Surat yang diperoleh oleh Denver7 dari pengembang, Asia Center Development LLC, kepada penyewa menyatakan bahwa ini bukan proyek langsung dan tidak ada rencana final.

Pengacara pengembang, Chuong Le, mengatakan dalam sebuah pernyataan kepada Denver7 bahwa tujuan mereka adalah untuk melestarikan dan merayakan sejarah budaya daerah tersebut dan mengatakan bahwa “masukan dari komunitas akan membentuk apa yang akan terjadi selanjutnya.”

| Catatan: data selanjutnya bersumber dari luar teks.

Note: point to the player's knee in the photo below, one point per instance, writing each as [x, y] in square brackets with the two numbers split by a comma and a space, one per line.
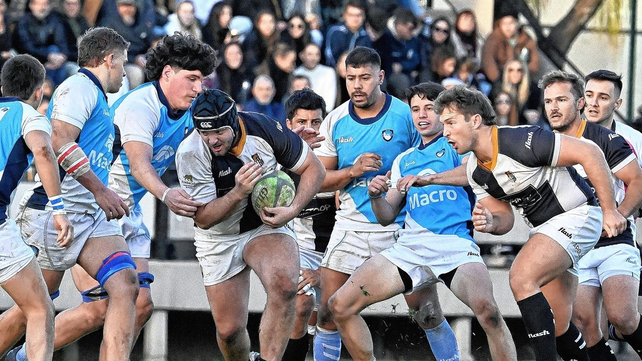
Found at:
[144, 309]
[625, 323]
[324, 317]
[40, 312]
[487, 313]
[94, 315]
[427, 317]
[521, 284]
[282, 287]
[304, 306]
[230, 334]
[338, 309]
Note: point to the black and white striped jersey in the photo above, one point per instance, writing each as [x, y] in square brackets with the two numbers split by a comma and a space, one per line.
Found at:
[524, 173]
[618, 154]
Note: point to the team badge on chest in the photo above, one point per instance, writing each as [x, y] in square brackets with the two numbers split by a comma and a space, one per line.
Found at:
[387, 134]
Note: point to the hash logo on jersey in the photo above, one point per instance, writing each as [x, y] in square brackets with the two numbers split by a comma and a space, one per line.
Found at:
[166, 152]
[387, 134]
[613, 135]
[511, 176]
[188, 180]
[257, 159]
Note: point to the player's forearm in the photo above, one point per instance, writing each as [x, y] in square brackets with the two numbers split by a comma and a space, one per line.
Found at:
[336, 179]
[47, 168]
[454, 177]
[502, 223]
[632, 198]
[146, 176]
[599, 174]
[311, 179]
[219, 209]
[91, 181]
[383, 211]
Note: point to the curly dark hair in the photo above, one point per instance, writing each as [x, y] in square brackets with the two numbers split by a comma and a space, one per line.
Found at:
[180, 51]
[468, 101]
[21, 76]
[96, 43]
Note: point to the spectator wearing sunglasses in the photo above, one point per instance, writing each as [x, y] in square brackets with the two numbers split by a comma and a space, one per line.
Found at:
[437, 36]
[507, 41]
[297, 34]
[525, 94]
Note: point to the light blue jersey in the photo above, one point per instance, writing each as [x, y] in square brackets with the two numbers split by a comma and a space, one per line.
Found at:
[388, 134]
[144, 115]
[436, 209]
[16, 120]
[81, 101]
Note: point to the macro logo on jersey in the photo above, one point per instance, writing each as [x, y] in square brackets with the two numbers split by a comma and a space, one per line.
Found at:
[102, 160]
[188, 180]
[257, 159]
[387, 134]
[511, 176]
[166, 152]
[420, 199]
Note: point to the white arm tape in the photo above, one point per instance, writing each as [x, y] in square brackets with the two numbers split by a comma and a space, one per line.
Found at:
[73, 160]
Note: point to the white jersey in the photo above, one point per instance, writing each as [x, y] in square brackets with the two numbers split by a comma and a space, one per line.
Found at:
[80, 101]
[524, 173]
[144, 115]
[205, 177]
[632, 136]
[347, 137]
[618, 154]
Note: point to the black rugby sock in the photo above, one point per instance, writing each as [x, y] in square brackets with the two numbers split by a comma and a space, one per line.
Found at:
[538, 319]
[297, 349]
[601, 351]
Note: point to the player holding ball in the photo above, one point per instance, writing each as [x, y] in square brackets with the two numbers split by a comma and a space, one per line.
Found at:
[218, 165]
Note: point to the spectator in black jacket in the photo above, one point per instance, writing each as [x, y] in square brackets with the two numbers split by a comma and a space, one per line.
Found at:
[6, 43]
[134, 21]
[41, 33]
[75, 25]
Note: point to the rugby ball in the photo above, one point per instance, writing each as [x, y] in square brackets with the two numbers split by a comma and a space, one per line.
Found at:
[274, 189]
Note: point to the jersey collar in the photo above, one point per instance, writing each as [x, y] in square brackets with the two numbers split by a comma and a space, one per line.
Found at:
[9, 99]
[366, 121]
[423, 146]
[95, 80]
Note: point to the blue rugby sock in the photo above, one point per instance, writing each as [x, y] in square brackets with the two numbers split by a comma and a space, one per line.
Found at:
[327, 345]
[443, 342]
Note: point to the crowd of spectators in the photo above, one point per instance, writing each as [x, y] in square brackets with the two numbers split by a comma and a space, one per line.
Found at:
[276, 42]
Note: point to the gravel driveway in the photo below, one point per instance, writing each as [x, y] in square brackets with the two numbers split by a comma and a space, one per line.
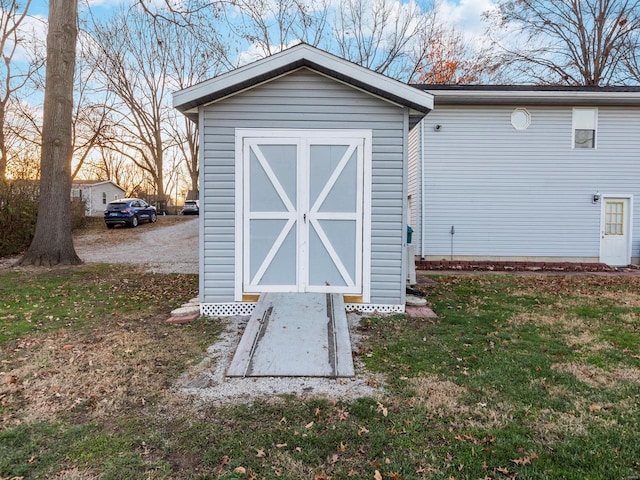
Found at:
[169, 246]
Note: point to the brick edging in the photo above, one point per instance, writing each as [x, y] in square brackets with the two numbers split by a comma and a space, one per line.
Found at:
[506, 266]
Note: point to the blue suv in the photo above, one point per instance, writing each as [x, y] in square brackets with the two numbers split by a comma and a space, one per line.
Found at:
[130, 212]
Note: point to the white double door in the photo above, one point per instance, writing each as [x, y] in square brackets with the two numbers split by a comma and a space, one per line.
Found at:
[303, 212]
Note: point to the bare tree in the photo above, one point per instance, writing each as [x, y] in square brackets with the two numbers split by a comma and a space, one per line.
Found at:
[53, 242]
[447, 58]
[132, 61]
[92, 113]
[12, 79]
[190, 62]
[379, 34]
[573, 42]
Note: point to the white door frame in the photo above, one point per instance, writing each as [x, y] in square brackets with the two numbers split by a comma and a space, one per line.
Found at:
[304, 137]
[628, 222]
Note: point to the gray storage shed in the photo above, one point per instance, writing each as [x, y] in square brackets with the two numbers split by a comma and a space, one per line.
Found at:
[303, 181]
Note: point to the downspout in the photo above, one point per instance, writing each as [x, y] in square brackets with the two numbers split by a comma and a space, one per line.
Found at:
[422, 195]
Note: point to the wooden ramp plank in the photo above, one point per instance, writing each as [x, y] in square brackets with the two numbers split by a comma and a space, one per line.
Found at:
[295, 335]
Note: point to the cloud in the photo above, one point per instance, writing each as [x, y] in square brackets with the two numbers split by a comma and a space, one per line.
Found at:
[257, 51]
[466, 15]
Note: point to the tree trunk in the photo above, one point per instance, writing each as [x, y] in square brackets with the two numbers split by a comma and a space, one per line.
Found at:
[53, 240]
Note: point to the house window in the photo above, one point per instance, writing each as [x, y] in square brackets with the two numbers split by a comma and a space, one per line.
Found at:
[585, 121]
[614, 218]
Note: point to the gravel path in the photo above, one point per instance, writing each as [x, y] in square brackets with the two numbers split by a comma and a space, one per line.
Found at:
[171, 248]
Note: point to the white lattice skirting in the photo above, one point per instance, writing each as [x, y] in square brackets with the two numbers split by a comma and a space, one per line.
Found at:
[246, 308]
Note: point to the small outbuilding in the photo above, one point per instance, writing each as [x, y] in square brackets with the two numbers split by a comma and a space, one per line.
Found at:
[96, 194]
[303, 177]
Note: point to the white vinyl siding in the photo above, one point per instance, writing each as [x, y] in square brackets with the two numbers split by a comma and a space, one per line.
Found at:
[303, 99]
[585, 125]
[525, 194]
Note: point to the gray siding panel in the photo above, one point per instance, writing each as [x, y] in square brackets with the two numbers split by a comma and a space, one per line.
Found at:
[525, 193]
[303, 100]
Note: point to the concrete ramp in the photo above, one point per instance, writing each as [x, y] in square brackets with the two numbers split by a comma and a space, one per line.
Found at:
[295, 335]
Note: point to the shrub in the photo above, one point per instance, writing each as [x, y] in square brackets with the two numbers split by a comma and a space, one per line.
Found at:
[19, 212]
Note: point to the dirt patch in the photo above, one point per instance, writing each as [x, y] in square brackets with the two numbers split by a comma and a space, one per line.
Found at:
[597, 377]
[562, 321]
[434, 393]
[98, 373]
[587, 341]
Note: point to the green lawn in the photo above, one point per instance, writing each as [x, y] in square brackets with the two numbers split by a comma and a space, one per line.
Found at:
[526, 377]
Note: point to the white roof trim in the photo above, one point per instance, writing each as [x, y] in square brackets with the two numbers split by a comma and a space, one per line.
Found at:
[568, 97]
[264, 69]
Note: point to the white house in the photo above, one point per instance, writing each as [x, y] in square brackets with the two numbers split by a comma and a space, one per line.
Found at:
[520, 173]
[303, 181]
[96, 194]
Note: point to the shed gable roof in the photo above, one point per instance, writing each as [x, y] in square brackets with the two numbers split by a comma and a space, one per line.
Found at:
[301, 56]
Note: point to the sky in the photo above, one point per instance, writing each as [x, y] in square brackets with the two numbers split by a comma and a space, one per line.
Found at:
[465, 15]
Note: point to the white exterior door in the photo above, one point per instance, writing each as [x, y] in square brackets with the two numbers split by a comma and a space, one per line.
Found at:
[303, 214]
[615, 229]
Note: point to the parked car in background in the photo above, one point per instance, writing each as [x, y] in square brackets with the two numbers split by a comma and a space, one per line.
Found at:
[129, 212]
[191, 207]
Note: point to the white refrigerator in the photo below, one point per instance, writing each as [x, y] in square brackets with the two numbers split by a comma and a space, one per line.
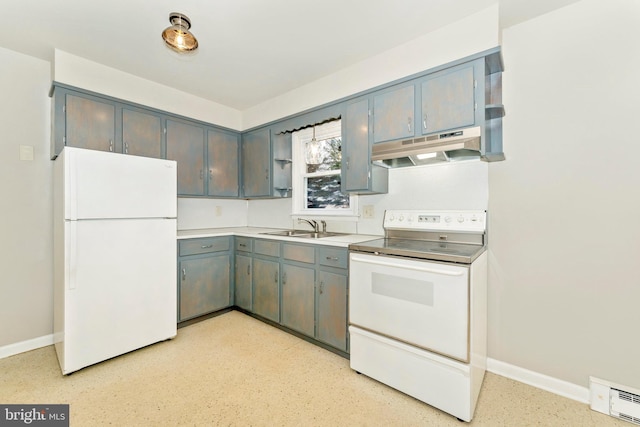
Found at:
[114, 255]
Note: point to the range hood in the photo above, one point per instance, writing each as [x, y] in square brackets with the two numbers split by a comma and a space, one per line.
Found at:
[461, 144]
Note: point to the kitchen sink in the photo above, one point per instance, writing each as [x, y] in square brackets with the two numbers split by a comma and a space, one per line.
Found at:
[304, 234]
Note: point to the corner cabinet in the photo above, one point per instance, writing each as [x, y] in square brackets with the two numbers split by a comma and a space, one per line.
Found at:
[301, 287]
[256, 163]
[185, 145]
[223, 157]
[204, 276]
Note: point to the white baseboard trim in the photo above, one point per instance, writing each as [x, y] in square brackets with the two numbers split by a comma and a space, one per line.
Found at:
[544, 382]
[22, 346]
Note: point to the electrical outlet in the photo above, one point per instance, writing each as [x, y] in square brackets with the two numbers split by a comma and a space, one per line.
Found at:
[367, 211]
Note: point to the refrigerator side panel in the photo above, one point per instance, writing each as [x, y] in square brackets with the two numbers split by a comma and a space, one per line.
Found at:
[111, 185]
[122, 292]
[59, 269]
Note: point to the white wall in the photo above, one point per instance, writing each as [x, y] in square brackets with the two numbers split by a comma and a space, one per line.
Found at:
[26, 287]
[565, 205]
[473, 34]
[76, 71]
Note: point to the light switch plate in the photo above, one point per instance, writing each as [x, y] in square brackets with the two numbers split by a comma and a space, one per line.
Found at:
[26, 152]
[367, 211]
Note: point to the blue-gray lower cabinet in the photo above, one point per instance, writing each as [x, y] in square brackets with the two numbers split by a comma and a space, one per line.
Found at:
[204, 282]
[332, 309]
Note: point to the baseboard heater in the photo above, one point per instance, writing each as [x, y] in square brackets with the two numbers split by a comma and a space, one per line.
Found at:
[615, 400]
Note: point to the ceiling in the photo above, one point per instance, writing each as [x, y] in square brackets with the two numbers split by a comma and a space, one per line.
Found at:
[250, 50]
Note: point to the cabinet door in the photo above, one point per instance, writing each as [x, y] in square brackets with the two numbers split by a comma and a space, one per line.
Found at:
[298, 296]
[185, 144]
[332, 309]
[223, 163]
[243, 282]
[448, 100]
[266, 289]
[256, 163]
[90, 123]
[355, 145]
[393, 114]
[204, 285]
[141, 133]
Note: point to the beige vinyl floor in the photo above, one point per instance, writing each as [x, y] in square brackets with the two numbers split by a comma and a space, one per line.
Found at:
[233, 370]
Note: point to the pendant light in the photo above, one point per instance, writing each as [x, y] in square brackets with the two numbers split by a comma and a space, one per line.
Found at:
[177, 36]
[313, 153]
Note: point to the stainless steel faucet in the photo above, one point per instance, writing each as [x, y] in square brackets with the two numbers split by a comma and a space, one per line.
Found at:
[312, 223]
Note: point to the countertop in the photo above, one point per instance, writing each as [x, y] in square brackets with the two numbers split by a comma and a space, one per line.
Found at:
[341, 241]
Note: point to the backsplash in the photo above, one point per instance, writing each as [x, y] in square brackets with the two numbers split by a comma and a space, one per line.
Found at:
[462, 185]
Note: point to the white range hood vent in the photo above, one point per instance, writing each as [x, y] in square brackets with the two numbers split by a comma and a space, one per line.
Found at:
[453, 145]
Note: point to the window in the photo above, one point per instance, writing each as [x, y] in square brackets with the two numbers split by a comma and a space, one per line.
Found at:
[317, 163]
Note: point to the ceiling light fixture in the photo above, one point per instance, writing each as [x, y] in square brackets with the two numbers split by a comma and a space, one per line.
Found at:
[313, 152]
[177, 36]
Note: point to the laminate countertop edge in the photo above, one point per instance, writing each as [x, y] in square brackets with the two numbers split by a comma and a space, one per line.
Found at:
[257, 232]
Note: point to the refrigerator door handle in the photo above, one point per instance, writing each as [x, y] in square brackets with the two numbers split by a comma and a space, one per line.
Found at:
[73, 253]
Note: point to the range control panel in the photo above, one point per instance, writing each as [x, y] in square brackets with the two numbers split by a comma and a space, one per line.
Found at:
[471, 220]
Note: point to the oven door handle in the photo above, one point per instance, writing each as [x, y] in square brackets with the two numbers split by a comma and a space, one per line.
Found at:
[356, 258]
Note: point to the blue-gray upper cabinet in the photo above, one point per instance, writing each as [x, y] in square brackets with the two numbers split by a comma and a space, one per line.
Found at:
[282, 163]
[393, 113]
[82, 121]
[185, 145]
[223, 161]
[256, 163]
[449, 99]
[359, 175]
[141, 132]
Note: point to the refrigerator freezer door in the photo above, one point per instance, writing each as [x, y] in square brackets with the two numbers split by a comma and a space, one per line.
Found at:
[120, 288]
[99, 185]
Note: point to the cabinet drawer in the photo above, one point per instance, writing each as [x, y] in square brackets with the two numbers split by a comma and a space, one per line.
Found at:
[266, 247]
[244, 244]
[204, 245]
[299, 253]
[334, 257]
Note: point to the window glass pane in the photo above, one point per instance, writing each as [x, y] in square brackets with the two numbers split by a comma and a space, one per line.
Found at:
[330, 153]
[324, 191]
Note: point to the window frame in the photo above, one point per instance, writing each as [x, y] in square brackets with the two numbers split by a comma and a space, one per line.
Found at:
[299, 180]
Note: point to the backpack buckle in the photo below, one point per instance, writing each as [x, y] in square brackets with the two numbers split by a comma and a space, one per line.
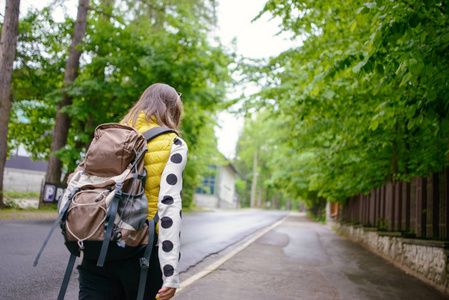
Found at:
[118, 189]
[144, 263]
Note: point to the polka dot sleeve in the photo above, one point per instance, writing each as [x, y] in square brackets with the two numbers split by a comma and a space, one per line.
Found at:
[170, 214]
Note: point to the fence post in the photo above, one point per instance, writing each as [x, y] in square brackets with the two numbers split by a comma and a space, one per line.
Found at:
[433, 194]
[421, 205]
[413, 220]
[397, 217]
[444, 209]
[405, 206]
[372, 208]
[389, 206]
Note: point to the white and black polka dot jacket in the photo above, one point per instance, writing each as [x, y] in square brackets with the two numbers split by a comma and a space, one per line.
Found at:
[170, 214]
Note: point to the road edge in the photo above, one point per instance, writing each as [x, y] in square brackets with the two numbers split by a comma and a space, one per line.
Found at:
[212, 267]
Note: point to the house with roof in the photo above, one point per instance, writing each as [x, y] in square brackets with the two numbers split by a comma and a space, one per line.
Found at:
[217, 190]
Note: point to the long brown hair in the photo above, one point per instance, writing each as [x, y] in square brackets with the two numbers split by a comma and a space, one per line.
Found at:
[161, 104]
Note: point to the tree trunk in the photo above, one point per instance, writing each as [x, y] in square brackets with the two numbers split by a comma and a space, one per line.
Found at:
[62, 120]
[254, 185]
[8, 44]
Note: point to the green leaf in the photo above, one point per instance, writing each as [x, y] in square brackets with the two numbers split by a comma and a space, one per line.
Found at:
[358, 66]
[370, 5]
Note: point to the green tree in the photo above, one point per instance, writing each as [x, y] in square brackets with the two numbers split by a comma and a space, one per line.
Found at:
[8, 44]
[123, 54]
[364, 99]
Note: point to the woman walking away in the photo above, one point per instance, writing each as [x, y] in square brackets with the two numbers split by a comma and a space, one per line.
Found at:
[159, 105]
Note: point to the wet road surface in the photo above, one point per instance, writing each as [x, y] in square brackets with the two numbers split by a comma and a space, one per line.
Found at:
[203, 234]
[301, 259]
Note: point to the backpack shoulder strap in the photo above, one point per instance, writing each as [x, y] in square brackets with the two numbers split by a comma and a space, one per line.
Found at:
[156, 131]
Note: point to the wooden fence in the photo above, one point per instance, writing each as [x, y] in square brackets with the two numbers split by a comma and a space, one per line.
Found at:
[417, 208]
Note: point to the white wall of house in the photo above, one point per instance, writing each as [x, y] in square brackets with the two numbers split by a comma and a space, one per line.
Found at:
[20, 180]
[205, 201]
[224, 191]
[226, 187]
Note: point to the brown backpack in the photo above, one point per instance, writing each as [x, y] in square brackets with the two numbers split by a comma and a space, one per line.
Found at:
[103, 212]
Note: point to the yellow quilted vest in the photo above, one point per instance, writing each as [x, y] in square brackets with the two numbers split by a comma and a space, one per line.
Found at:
[155, 161]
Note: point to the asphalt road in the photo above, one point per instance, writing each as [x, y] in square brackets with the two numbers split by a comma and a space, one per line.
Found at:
[203, 234]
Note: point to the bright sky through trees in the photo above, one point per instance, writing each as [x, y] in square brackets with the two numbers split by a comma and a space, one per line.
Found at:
[253, 40]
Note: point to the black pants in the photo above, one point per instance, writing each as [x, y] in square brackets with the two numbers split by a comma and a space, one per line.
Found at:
[118, 280]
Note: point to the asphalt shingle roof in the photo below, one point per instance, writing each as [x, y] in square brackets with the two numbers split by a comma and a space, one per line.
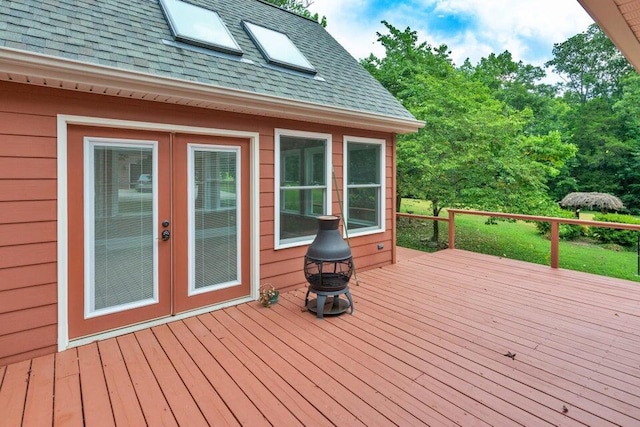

Pernyataan lengkapnya dapat dibaca di bawah ini:

Kami menyadari perdebatan terkait kemungkinan pembangunan ulang The Asia Center yang mungkin terjadi di masa depan, dan kami ingin memberikan konteks.

Sebuah gambar konseptual awal telah beredar di masyarakat yang termasuk sebagai bagian dari pengajuan awal. Gambar tersebut mencerminkan tahap awal dalam proses yang jauh lebih panjang dan tidak mewakili rencana final atau hasil yang sudah ditentukan. Kami memahami mengapa pratinjau awal yang dibagikan tanpa konteks yang lebih luas dapat menimbulkan kekhawatiran, terutama di tempat yang memiliki makna budaya yang dalam.

Proyek ini masih dalam tahap eksplorasi awal. Tidak ada rencana final dan tidak ada jadwal untuk konstruksi. Pada tahap ini, pekerjaan difokuskan pada memahami kemungkinan, kendala, dan konteks sehingga percakapan di masa depan di seluruh komunitas dapat menjadi praktis, informatif, dan berlandaskan pada opsi nyata daripada gagasan abstrak.

Kami juga menyadari bahwa selama bertahun-tahun, perbaikan yang diperlukan dan perbaikan properti telah ditunda atau tidak ditangani. Bagian dari upaya jangka panjang ini adalah mengambil tanggung jawab atas kebutuhan tersebut secara bijak dan hormat. Pada saat yang sama, niatnya adalah menciptakan tempat yang terasa hidup dan menyambut, di mana orang ingin tinggal, bekerja, mengunjungi, dan berkumpul, dan di mana sejarah budaya yang membentuk daerah ini terlihat dan dihormati daripada diabaikan.

Orang-orang yang memimpin proyek ini adalah sekelompok besar imigran Asia Amerika dan anak-anak imigran yang telah tumbuh dengan lingkungan South Federal sejak tahun 1980-an dan terus tinggal, bekerja, berbisnis, dan menghabiskan waktu di sini dengan keluarga kami. Perspektif tersebut menjadi pusat evolusi proyek ini. Apa yang mengarahkan pekerjaan ini bukanlah model pengembangan standar, melainkan rasa tanggung jawab generasional terhadap sejarah dan komunitas yang terhubung dengan situs ini.

Budaya dan sejarah Asia Center bukanlah sesuatu yang abstrak bagi kami. Ini adalah hal pribadi. Tempat ini adalah bagian dari sejarah keluarga kami sendiri dan pengalaman hidup kami. Kami membawa kenangan itu dan niatnya adalah menghormati maknanya secara budaya dan memastikan tetap terlihat, dihormati, dan relevan untuk generasi mendatang.

Kami menyadari bahwa orang sungguhan, bisnis, dan mata pencaharian terhubung dengan Pusat. Kenyataan ini adalah mengapa proses ini ditangani dengan lambat dan hati-hati, dengan menghormati apa yang tempat ini artikan dan terus artikan. Masih banyak pendengaran dan kolaborasi ke depan, dan masukan dari komunitas akan membentuk apa yang akan terjadi selanjutnya.

Nguyen mengatakan bahwa dia dan para pemilik bisnis menyadari bahwa tidak ada yang abadi, tetapi mereka tidak ingin sejarah mereka dihapus.

“Kami sudah kurang terwakili dalam komunitas, sudah begitu, ketika Anda kehilangan bagian penting seperti ini, Anda benar-benar merasakan, Anda benar-benar merasakan kehilangan,” kata Nguyen.